Prognostic and predictive factors in colorectal cancer

Abstract

Aim: The aim of the thesis was to study prognostic and predictive factors in patients treated for colorectal cancer (CRC).

Method: In paper I, a retrospective comparison was made between the patients treated in 1999 (n=180) with those treated in 2004 (n=175). During the period, a multidisciplinary team conference and an improved cooperation with the pathologists had been initiated. The focus of interest was the lymph node assessment, its’ development and how this affected clinical staging and treatment. In paper II, the lymph node diagnostics were studied in patients with stage III colon cancer 1999-2003 (n=265). Prognostic markers were evaluated along with the use of the lymph node ratio as a prognostic indicator to differentiate the risk assessment within the stage group. In paper III, single nucleotide pair (SNP) gene analyses was made for the metylentetrahydrofolate reduktase (MTHFR) gene polymorphism C677T in patients treated for colorectal cancer 1999-2006 (n=544). The functional polymorphisms were then correlated to pathology, stage, outcome and side effects of chemotherapy. Comparisons of genotype prevalence were made against a cohort of 299 blood donors as well as the pathology data of the other 1256 patients treated during this period. In paper IV, the presence of cyclin E in both tumour and mucosa was studied in 114 patients with stage I/II colon cancer treated 2003-2007. The expression was analyzed in both tumour and adjacent mucosa and the results were correlated to pathology, staging and prognosis.

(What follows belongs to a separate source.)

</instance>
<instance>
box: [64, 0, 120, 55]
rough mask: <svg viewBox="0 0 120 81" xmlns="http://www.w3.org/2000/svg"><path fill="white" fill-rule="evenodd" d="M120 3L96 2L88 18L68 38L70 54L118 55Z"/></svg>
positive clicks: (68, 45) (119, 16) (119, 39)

Results: In paper I, an improved lymph node assessment was shown to lead to stage migration and thus an increase of patients with stage III disease. A highly variable outcome in stage II associated to an inadequate assessment was also found. In paper II, stage III disease was found to have heterogeneous survival prognosis and the lymph node ratio was a significant marker for the outcome (p<0.001). In paper III, no correlations between polymorphism genotype and the risk of cancer or cancer stage were found. There was a significant correlation to the risk of suffering side-effects (p<0,05) and to the outcome in stage III colon cancer (p<0,003). In paper IV, cyclin E was found to be expressed in both full length form and shorter isoform in both tumour and adjacent mucosa. A high total expression of cyclin E correlated significantly to the risk of tumour recurrence (p<0,0063).

Conclusion: The lymph node assessment is a key factor in CRC pathology and of importance for both clinics and research. Additional prognostic information can be gained in stage III colon cancer by use of the lymph node ratio. The function of the folic acid metabolism can affect the risks associated with 5-fluorouracil treatment and also the outcome in stage III colon cancer. Cyclin E is expressed in both tumour and mucosa and could be an independent prognostic factor in stage I/II colon cancer.